Важно помнить, что необходимо выполнять fit
или fit_transform
только на тренировочных данных, так как возможна утечка информации из тестового набора данных в тренировочный. Если вы выполните fit на всех данных сразу, то модель может получить дополнительную информацию о тестовых данных, что может помешать объективной оценке качества.
Обучим модель после стандратизации данных
# Инициализация и применение StandardScaler
scaler = StandardScaler()
X_train_scaled = scaler.fit_transform(X_train)
X_test_scaled = scaler.transform(X_test)
# Обучение модели линейной регрессии
model_scaled = LinearRegression()
model_scaled.fit(X_train_scaled, train[target_feature])

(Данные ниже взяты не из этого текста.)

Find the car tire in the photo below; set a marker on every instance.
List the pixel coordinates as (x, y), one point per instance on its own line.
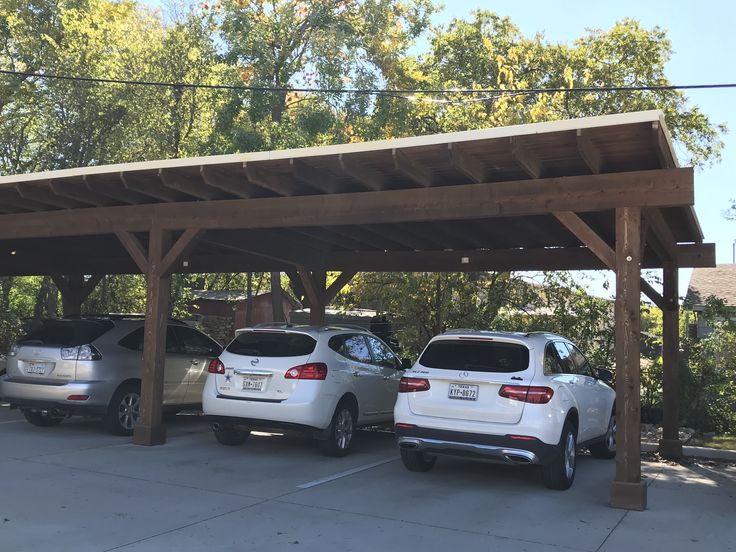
(606, 448)
(124, 409)
(560, 472)
(42, 419)
(417, 461)
(339, 432)
(230, 436)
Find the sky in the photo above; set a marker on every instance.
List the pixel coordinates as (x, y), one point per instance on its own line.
(704, 43)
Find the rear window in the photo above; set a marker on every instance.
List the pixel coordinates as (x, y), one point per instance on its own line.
(67, 333)
(272, 344)
(475, 356)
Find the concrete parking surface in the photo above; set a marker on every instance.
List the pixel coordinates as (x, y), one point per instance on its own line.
(73, 487)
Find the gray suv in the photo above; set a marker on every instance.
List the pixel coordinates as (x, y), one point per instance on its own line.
(92, 366)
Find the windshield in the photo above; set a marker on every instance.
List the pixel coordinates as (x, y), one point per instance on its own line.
(475, 356)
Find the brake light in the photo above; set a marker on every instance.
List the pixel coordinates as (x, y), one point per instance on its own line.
(216, 366)
(528, 394)
(408, 385)
(313, 371)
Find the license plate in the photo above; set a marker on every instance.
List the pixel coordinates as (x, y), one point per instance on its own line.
(253, 384)
(463, 392)
(36, 368)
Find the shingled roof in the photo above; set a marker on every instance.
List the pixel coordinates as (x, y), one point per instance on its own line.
(719, 282)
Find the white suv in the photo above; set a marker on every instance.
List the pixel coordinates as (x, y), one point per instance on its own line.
(506, 397)
(326, 380)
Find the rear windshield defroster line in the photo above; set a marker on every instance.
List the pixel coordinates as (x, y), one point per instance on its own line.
(476, 356)
(272, 344)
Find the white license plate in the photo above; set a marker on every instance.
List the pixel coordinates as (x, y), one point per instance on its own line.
(463, 392)
(253, 384)
(36, 368)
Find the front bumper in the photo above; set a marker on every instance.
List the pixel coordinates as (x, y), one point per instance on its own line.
(503, 449)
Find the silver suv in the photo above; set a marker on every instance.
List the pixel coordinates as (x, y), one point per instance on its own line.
(92, 366)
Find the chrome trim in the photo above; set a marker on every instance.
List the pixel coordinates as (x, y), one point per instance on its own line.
(503, 455)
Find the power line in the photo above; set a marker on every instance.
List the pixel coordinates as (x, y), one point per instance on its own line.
(371, 91)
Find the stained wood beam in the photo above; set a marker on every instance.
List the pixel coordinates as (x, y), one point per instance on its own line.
(186, 186)
(654, 188)
(466, 164)
(523, 156)
(45, 196)
(588, 151)
(409, 168)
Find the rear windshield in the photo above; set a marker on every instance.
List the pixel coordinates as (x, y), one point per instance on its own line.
(272, 344)
(67, 333)
(475, 356)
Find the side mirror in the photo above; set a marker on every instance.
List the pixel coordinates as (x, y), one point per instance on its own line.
(605, 375)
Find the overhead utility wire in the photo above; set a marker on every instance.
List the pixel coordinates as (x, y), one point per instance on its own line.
(368, 91)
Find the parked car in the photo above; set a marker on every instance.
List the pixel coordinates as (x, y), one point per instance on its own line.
(325, 380)
(512, 398)
(92, 366)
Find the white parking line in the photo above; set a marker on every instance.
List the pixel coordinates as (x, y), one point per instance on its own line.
(345, 473)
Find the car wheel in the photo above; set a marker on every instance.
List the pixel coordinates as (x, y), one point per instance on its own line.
(230, 436)
(340, 432)
(124, 409)
(42, 419)
(560, 473)
(606, 448)
(417, 461)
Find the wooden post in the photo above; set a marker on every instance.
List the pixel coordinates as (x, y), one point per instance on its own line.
(150, 430)
(670, 445)
(628, 490)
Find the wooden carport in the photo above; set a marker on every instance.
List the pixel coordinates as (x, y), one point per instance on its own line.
(596, 193)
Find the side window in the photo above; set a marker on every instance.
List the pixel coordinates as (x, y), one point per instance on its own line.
(551, 361)
(383, 355)
(196, 343)
(563, 356)
(582, 366)
(353, 347)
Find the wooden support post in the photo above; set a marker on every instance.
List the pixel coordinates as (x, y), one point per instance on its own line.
(670, 445)
(627, 490)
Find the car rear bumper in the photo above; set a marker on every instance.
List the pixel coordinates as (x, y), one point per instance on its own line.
(503, 449)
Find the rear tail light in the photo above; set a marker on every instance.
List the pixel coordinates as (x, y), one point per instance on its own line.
(82, 352)
(313, 370)
(529, 394)
(216, 366)
(408, 385)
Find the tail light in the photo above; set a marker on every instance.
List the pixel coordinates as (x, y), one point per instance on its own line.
(407, 385)
(313, 370)
(82, 352)
(216, 366)
(528, 394)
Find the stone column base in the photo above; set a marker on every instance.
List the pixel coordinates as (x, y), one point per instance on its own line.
(629, 496)
(149, 435)
(670, 448)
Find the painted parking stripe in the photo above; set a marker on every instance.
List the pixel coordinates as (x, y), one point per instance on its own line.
(345, 473)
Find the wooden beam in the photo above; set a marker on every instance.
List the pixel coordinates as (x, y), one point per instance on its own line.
(525, 158)
(134, 248)
(588, 151)
(367, 177)
(655, 188)
(628, 490)
(335, 287)
(319, 179)
(466, 164)
(405, 165)
(186, 186)
(44, 195)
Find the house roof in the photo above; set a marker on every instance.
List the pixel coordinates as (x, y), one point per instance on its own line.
(719, 282)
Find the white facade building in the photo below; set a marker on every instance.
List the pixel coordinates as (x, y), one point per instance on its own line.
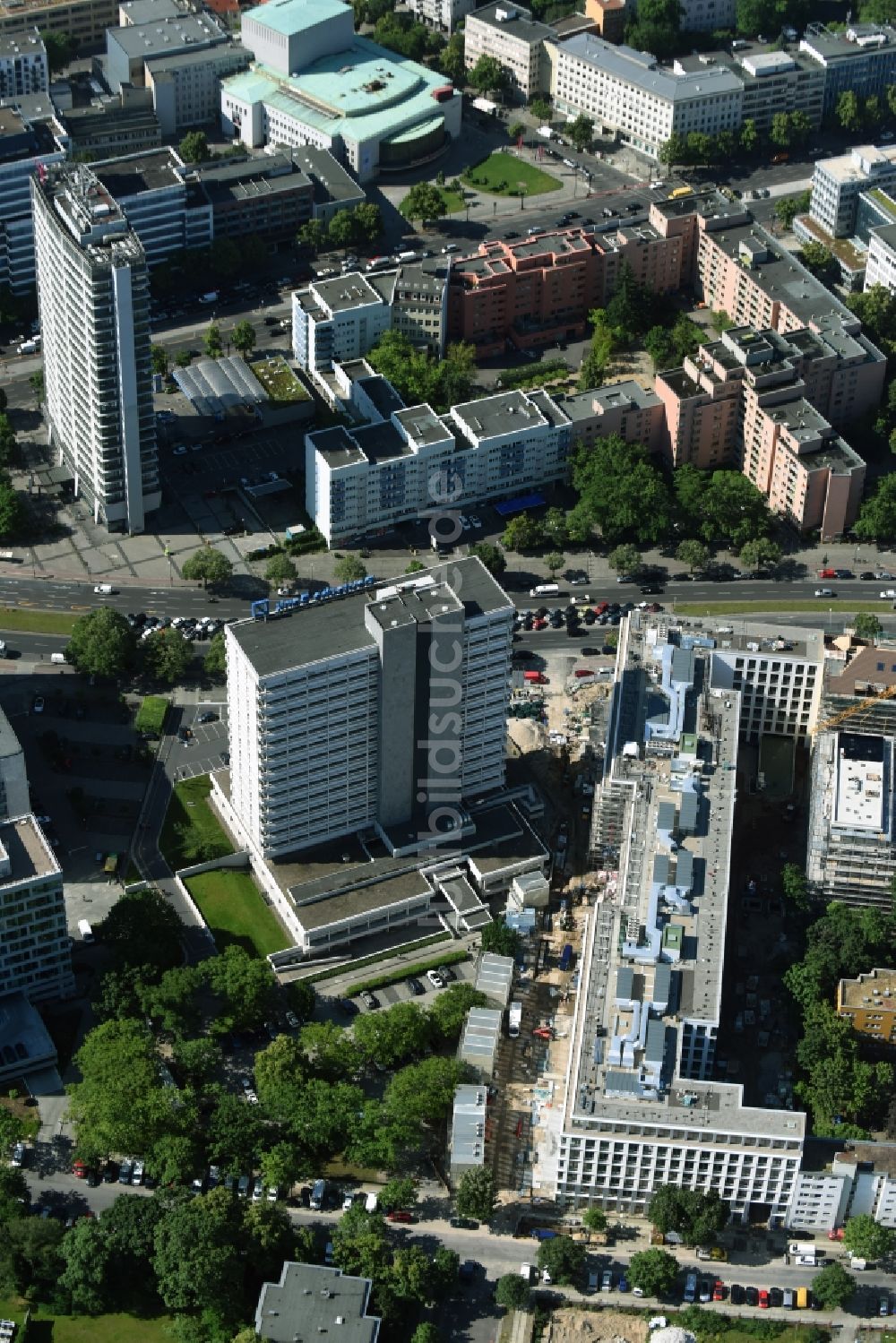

LinearRegression()In a Jupyter environment, please rerun this cell to show the HTML representation or trust the notebook.
On GitHub, the HTML representation is unable to render, please try loading this page with nbviewer.org.
LinearRegression()
Посмотрим на значения ошибок и коэффициенты в последней линейной модели и сделаем выводы.
# Коэффициенты модели
coefficients = model_scaled.coef_
# Признаки
encoded_features = encoder.get_feature_names_out()
feature_names = real_features + list(encoded_features)
df = pd.DataFrame({
'Признак': feature_names,
'Значение коэффициента': coefficients
})
df
Признак | Значение коэффициента | |
---|---|---|
0 | age | 3707.567529 |
1 | bmi | 118.517407 |
2 | children | 561.827116 |
3 | smoker_bmi | 18612.936237 |
4 | sex_male | -266.120775 |
5 | smoker_yes | -8572.434745 |
6 | region_northwest | -269.509658 |
7 | region_southeast | -427.542403 |
8 | region_southwest | -535.544448 |
Визуализируем полученные полученные коэффициенты
fig, ax = plt.subplots(nrows=1, ncols=1, sharey=True, figsize=(8, 6), tight_layout=True) # Один график
df_sorted = df.sort_values(by='Значение коэффициента', ascending=False)
ax.barh(df_sorted['Признак'], df_sorted['Значение коэффициента'])
ax.set_xlabel('Коэф.')
ax.set_title('Коэффициенты модели')
plt.show()
❓ Вопрос ❓
Какие выводы можно сделать на основе полученных коэффициентов?
Кликни для показа ответа
Коэффициенты регрессии
Возраст (age): Коэффициент 3707.57 предполагает, что с увеличением возраста на 1 год, при прочих равных, ожидается увеличение предполагаемых затрат на 3707.57. Это указывает на то, что возраст является существенным фактором.
Произведение курильщика и индекса массы тела (smoker_bmi): Высокий коэффициент 18612.94 указывает на сильный положительный эффект. Это может означать, что взаимодействие между курением и bmi значительно увеличивает целевую переменную.
Несмотря на улучшение метрик предсказательной способности, важно понимать, что подобные интерпретации всегда нуждаются в подтверждении на большем количестве данных и более детальной проверке каждой гипотезы. В данном случае добавление нового признака привело к увеличению качества предсказаний, поэтому при подборе новых признаков бывает полезно учитывать природу данных, но в случае, когда зависимости более сложные, имеет смысл рассматривать другие модели.